After meeting April 11 with Yasir Arafat, Oslo architect Yossi Beilin was interviewed by Israel Television. In the course of that interview, Beilin accused Prime Minister Ariel Sharon of triggering the current intifada by his September 29 visit to the Temple Mount. Beilin was also sharply critical of former Prime Minister Ehud Barak for its submission of a report to the Mitchell Commission blaming Arafat for the outbreak of violence.
Beilin surely knows that Barak would have liked nothing better than to attribute the renewed intifada to Sharon. Doing so, would have given him a campaign issue against Sharon and sustained the Oslo illusion a little longer. That Barak did not do so admits of only one explanation: he knew that Sharon was not to responsible.
As Justice Minister in the Barak government, Beilin also knows that. He was privy to army intelligence reports as early as June predicting that Arafat would initiate mass violence in the territories that might well spiral out of control into an all-out conflagration. Even in the midst of the Camp David Summit, Abu-Ali Mustafa, a member of the Palestinian Authority described in Al-Quds preparations for violent confrontations ``to create new facts on the ground." Palestinian Minister of Communications, Imad Al-Falouji told a December 5 symposium of Arab journalists in Gaza that the Palestinian Authority began preparations for the current intifada, at Arafat’s request, immediately after Camp David.
At one level, Beilin knows all this. Yet he cannot admit it. Why?
The answer to that question provides another window into the messianic mindset afflicting Beilin and the remaining believers in the Oslo process. Beilin has famously remarked that he cannot live in a world in which peace is impossible. That cri de coeur has been transformed by his febrile mind into proof that peace is possible.

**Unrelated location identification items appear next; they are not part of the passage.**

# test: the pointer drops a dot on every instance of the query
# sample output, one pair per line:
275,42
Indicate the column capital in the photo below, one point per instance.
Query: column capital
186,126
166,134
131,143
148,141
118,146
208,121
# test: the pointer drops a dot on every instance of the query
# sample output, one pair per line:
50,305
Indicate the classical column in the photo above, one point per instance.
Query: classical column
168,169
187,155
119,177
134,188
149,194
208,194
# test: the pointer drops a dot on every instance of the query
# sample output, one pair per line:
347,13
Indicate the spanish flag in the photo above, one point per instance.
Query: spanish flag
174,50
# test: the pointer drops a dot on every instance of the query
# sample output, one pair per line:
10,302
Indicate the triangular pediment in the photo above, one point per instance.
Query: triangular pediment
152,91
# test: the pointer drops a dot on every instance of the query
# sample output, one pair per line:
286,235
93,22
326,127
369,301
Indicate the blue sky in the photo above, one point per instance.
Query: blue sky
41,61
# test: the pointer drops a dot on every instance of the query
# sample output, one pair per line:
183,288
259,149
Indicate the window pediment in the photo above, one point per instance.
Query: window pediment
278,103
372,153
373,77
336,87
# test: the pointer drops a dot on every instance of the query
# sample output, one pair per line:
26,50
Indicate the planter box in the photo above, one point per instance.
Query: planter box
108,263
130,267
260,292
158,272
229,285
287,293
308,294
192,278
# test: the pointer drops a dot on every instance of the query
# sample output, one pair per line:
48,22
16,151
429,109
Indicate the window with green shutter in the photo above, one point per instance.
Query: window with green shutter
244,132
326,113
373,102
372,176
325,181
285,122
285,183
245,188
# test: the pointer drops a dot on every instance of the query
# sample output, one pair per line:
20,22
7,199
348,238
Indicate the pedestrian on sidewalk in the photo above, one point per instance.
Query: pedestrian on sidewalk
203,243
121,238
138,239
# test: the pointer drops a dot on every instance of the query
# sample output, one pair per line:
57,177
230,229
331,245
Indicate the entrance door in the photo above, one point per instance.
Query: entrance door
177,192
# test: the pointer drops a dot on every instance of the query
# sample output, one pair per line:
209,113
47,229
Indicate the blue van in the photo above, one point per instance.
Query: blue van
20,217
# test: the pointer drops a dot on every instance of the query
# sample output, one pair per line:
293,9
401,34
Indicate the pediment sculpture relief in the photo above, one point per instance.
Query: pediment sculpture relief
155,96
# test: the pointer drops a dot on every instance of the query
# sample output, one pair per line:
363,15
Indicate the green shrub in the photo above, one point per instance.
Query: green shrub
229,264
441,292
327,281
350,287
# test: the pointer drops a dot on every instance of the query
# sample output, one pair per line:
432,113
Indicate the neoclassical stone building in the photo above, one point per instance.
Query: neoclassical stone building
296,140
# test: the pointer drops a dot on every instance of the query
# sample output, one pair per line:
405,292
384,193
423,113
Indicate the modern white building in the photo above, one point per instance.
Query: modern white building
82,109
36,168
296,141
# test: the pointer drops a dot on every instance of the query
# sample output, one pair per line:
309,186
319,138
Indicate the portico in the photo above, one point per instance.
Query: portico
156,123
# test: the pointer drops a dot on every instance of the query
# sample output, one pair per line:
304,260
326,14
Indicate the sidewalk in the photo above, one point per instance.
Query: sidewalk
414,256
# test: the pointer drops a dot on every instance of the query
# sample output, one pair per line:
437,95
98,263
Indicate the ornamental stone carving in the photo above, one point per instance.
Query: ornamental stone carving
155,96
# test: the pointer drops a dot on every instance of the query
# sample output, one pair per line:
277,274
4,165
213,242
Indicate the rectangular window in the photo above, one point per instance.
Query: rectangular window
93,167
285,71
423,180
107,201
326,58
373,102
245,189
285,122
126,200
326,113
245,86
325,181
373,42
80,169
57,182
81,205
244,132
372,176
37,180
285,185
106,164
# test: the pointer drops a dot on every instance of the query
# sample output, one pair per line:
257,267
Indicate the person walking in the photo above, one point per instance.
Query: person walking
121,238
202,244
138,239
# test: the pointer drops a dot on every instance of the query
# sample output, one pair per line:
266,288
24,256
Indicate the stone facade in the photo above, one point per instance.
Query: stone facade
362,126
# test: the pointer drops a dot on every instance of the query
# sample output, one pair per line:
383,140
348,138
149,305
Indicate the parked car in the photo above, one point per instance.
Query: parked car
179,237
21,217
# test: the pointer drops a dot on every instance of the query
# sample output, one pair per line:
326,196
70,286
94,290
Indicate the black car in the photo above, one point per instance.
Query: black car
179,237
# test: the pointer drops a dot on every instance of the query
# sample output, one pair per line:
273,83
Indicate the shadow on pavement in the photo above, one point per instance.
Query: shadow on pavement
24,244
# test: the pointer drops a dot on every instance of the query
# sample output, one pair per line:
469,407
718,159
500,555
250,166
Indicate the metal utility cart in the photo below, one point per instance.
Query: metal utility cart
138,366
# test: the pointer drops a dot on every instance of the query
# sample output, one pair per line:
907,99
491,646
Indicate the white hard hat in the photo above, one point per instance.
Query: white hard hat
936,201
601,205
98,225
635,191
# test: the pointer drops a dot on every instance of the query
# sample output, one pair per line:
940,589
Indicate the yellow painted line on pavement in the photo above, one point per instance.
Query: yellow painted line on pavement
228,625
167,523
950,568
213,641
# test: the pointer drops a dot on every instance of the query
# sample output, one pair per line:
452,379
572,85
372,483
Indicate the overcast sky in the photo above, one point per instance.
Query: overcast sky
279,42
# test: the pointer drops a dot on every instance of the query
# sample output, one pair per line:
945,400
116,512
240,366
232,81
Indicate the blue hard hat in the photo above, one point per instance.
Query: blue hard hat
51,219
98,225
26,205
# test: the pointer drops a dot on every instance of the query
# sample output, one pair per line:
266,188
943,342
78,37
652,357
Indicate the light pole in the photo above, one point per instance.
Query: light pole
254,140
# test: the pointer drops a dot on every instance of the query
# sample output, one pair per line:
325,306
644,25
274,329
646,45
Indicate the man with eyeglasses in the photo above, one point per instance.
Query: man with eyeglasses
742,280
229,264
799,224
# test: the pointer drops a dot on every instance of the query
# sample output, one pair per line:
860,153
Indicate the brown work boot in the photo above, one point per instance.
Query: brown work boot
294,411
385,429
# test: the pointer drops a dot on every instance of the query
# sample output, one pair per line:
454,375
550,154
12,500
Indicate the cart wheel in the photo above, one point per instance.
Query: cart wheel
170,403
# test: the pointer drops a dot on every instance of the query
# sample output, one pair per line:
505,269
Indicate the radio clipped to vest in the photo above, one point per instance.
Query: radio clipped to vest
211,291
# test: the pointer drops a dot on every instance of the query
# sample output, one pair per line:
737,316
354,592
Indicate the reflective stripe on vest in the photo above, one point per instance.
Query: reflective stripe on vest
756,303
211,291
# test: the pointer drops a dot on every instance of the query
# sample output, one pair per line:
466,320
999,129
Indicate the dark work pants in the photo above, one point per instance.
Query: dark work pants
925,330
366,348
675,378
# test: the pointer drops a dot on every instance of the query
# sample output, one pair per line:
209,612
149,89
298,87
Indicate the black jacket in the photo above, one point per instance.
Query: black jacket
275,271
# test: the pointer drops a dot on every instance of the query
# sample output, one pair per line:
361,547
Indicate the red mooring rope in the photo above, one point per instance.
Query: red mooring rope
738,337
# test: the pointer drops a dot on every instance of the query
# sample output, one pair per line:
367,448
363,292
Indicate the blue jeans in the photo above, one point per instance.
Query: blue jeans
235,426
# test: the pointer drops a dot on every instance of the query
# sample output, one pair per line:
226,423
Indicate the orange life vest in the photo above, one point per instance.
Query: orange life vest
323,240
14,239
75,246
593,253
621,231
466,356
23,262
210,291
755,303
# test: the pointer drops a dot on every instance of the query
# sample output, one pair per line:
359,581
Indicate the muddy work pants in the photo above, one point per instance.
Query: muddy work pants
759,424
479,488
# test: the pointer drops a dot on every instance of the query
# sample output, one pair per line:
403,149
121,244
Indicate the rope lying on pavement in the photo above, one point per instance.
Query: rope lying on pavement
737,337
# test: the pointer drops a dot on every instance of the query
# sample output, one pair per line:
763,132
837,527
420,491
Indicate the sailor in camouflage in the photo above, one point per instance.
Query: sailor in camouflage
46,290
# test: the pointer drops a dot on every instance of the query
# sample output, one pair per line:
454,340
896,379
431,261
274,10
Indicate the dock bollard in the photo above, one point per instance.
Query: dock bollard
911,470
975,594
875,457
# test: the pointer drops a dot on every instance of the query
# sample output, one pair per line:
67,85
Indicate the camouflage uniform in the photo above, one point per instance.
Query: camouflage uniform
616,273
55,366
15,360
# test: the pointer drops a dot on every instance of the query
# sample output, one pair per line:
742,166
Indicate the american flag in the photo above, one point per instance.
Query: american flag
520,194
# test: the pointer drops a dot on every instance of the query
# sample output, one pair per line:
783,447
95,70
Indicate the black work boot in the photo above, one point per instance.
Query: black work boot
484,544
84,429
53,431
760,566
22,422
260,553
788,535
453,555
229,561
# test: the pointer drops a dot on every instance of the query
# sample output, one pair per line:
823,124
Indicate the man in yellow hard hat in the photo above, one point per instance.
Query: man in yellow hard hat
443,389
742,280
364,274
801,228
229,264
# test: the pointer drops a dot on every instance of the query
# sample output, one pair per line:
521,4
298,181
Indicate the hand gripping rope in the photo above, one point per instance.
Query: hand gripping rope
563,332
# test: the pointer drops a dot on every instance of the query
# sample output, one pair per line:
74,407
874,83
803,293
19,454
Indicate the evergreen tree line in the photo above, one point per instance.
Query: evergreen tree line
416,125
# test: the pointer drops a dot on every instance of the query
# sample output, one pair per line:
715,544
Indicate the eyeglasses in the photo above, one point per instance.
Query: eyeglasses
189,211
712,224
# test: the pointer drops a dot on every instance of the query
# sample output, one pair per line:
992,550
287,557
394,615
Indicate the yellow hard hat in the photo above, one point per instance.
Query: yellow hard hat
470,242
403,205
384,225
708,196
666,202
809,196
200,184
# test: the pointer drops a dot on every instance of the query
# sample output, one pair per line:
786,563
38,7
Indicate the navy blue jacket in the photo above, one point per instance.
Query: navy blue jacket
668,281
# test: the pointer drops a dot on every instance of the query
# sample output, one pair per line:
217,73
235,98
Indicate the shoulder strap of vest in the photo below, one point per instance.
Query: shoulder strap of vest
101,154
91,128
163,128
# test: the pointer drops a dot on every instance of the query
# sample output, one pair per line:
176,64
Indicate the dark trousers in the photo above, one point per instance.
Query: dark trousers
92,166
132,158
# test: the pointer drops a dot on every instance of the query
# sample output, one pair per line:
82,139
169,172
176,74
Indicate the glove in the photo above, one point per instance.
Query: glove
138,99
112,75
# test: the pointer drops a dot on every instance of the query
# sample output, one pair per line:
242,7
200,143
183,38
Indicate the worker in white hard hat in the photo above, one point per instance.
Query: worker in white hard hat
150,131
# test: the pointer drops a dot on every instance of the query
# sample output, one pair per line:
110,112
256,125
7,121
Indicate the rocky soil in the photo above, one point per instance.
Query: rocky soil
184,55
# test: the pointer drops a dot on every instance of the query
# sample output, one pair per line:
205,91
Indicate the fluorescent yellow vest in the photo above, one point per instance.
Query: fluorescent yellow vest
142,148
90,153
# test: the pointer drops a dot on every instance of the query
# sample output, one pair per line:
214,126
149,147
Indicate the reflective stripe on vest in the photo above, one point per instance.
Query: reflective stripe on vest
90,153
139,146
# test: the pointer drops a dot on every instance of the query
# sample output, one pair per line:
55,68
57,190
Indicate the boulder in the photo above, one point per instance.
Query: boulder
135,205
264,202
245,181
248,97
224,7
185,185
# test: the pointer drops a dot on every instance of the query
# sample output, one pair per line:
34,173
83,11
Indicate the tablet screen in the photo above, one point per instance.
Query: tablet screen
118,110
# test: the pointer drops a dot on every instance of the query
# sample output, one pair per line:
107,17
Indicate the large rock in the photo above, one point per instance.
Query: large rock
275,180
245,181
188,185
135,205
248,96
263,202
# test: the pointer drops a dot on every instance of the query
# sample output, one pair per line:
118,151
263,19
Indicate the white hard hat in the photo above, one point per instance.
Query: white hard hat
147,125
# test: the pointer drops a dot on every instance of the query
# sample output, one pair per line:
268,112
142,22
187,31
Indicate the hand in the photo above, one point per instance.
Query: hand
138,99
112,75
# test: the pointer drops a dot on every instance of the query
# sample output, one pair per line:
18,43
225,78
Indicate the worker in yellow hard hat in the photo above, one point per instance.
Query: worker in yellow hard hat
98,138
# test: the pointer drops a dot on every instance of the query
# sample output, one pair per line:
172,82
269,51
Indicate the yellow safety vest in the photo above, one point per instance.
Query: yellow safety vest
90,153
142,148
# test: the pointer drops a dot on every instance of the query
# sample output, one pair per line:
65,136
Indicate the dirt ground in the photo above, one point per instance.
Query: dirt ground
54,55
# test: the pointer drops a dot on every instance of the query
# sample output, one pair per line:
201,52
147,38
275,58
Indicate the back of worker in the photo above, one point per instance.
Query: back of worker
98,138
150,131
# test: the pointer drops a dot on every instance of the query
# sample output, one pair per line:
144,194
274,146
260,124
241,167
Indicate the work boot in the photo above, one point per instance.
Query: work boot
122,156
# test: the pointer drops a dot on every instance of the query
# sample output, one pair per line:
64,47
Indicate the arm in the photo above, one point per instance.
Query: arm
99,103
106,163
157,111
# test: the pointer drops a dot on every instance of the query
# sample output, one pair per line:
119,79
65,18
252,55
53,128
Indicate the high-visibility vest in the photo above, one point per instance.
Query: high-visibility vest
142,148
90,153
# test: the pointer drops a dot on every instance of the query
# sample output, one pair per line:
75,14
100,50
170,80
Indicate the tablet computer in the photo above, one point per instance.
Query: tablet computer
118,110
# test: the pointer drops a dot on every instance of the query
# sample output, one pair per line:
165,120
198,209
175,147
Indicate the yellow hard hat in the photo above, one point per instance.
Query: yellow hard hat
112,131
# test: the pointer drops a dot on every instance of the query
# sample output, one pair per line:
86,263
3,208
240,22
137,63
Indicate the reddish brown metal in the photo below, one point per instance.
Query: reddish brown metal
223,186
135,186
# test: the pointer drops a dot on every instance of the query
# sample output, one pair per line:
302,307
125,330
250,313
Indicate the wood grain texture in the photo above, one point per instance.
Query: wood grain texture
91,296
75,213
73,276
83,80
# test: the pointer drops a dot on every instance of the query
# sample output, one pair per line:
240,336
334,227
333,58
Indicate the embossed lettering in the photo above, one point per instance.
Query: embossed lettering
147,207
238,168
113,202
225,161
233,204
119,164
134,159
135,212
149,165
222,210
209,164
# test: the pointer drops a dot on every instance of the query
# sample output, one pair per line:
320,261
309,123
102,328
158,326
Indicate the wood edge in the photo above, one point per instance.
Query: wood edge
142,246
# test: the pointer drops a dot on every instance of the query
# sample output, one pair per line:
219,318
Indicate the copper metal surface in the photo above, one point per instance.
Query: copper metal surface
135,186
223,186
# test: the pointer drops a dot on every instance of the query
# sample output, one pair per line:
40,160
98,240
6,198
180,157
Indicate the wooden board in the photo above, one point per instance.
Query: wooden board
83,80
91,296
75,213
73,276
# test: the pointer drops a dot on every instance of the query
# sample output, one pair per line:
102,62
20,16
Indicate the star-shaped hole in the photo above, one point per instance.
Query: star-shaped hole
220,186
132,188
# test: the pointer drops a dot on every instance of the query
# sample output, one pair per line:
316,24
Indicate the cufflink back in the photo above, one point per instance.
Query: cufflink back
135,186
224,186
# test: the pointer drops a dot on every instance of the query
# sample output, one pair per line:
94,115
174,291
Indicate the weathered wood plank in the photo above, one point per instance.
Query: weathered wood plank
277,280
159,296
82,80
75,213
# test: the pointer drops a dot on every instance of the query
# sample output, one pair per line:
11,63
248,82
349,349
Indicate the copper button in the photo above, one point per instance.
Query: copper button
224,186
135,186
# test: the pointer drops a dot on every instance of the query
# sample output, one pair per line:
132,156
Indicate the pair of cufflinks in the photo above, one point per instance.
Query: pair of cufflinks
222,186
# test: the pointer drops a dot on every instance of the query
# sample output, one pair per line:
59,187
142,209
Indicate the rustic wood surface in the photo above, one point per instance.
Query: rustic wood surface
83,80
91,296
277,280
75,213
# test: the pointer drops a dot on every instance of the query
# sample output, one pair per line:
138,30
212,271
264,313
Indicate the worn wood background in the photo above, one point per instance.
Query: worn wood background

Those who placed all their hopes in Oslo are suffering from post-traumatic stress syndrome in the wake of the renewed intifada. Among other things, the outbreak of organized and lethal violence, following former Prime Minister Barak’s extraordinarily generous proposals at Camp David, made clear that the Palestinians will not compromise on the ``right of return," and that their goal remains, in the words of the ``moderate" Faisal Husseini, the PA’s minister for Jerusalem affairs, a Palestine ``from the Jordan to the Mediterranean." Even such leading doves as Amos Oz admit that ``the right of return" means nothing less than ``eradicating Israel."
But if no compromise can be expected from the Palestinians on their maximalist demands, how is peace to be achieved? And if their can be no peace in this generation, how can one go on living? That is the problem confronting Beilin and his fellow messianists.
To preserve the possibility of peace, they must perforce cast Israel as the source of all evil and continue to advocate yet further Israeli concessions. After all, as the last year has shown, there are no clear limits to the possible Israeli concessions.
The need to portray Israel as more sinning than sinned against is thus a psychological necessity for the Oslo messianists. Days after the lynch in Ramallah, Meretz founder Shulamit Aloni gave an interview in the prestigious Le Monde in which she characterized Israeli actions during the current intifada as war crimes. she had not one kind word to say for Israel nor one criticism of the Palestinians. Opposition leader Yossi Sarid advised Arafat this week that he should refuse any cease fire, as long as there is not an absolute freeze on all building in settlements, which according to the Palestinians’ definition includes a dozen Jerusalem neighborhoods.
The Peace Now/Gush Shalom website features caricatures of Israeli soldiers massacring Arab children, and such brain teasers as ``What was the first settler genocide against a West Bank city?" Answer: the killing of the men of Shechem after the rape and abduction of Dina. Apparently genocide is just in Jewish blood.
While the influence of the messianists on Israeli society has plummeted since October, their international influence is growing. Every charge against Israel finds its way immediately into the international media. Thus when Jeff Halper of the Israel Committee Against House Demolitions, an organization funded by the European Community, charged that the Jerusalem municipality planned to raze 6,000 Arab homes in Jerusalem, the charge was reported as fact by Amnesty International and in the international media, even though the actual number of demolition orders was 152.
Rabbis for Human Rights has run an international fundraising campaign to replant Palestinian olive trees allegedly uprooted by settlers in the Palestinian town of Hares, even though no Palestinian ever filed a police complaint. Various peace groups coordinate anti-Israel boycott activity with representatives of the European Union, and are, in many cases, funded by the EU.
Oslo may be dead, but the messianic dream lives on, and continues to pose a real threat to Israel.